Wallets linked to Humanity Protocol were drained for more than $32 million, and the token reportedly fell about 89% after the exploit, according to an on-chain analyst cited by The Block.
The key detail for incident forensics is what the attackers did with the loot. The Block reports that, out of the stolen amount, $23.7 million has been swapped for Ethereum. That implies the attackers moved quickly to an asset with deep liquidity and broad routing options.
Where the stolen funds went
The Block’s breakdown also shows a remaining balance. Around $7.9 million is still in H tokens, held in the implicated wallets. That split matters. Swapped proceeds tend to be harder to reverse cleanly, while unswapped balances can still be flagged in monitoring systems and potentially become the focus for any containment steps, depending on custody and exchange exposure.
Here’s the fund disposition as reported by The Block.
| Reported amount | Current state (as described by The Block) |
|---|---|
| $23.7M | Swapped for Ethereum |
| ~$7.9M | Still held in H tokens |
What the token plunge signals
The Block ties the incident to an approximately 89% token plunge. Large, fast drawdowns after a protocol exploit usually reflect two pressures hitting at once.
First, the market prices the reduced or impaired treasury and the uncertainty around recovery. Second, token holders often react to the idea that the attacker has already converted part of the stolen funds into a widely tradable asset.

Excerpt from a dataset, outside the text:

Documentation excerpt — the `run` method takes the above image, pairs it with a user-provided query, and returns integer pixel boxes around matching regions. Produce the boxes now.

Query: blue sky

Still, a price move is not proof of a specific mechanism. The only hard part in the reporting here is the on-chain destination of funds that were swapped into Ethereum and the amount left in H tokens.
What’s still unclear
The Block’s excerpt in this source text leaves out crucial forensics that readers typically want right after an exploit.
For example, it does not specify the exact exploit entry point, whether there was a single breach or multiple transactions, or which contracts and wallet flows were used. It also does not state whether any portion of the stolen Ethereum has already moved through further custody layers like mixers, bridges, or centralized exchanges.
What the $23.7 million swap does tell you is that the attacker likely prioritized monetization. Swapping to Ethereum can also complicate incident response because it broadens where those funds might be used next.
The practical next questions for monitoring
Given the reported split between swapped Ethereum and remaining H tokens, the most practical monitoring focus is straightforward.
Track the Ethereum that was received from the swaps and follow subsequent transfers. Parallel track any movement of the ~7.9 million H token balance, since it can indicate whether the attacker plans another round of conversion or attempts to re-enter liquidity.
If Humanity Protocol has any public mitigation steps or recovery plans beyond the incident reporting, those would be the next checkpoint The Block readers will likely look for. Without that, the on-chain disposition above is the most concrete snapshot available from this specific report.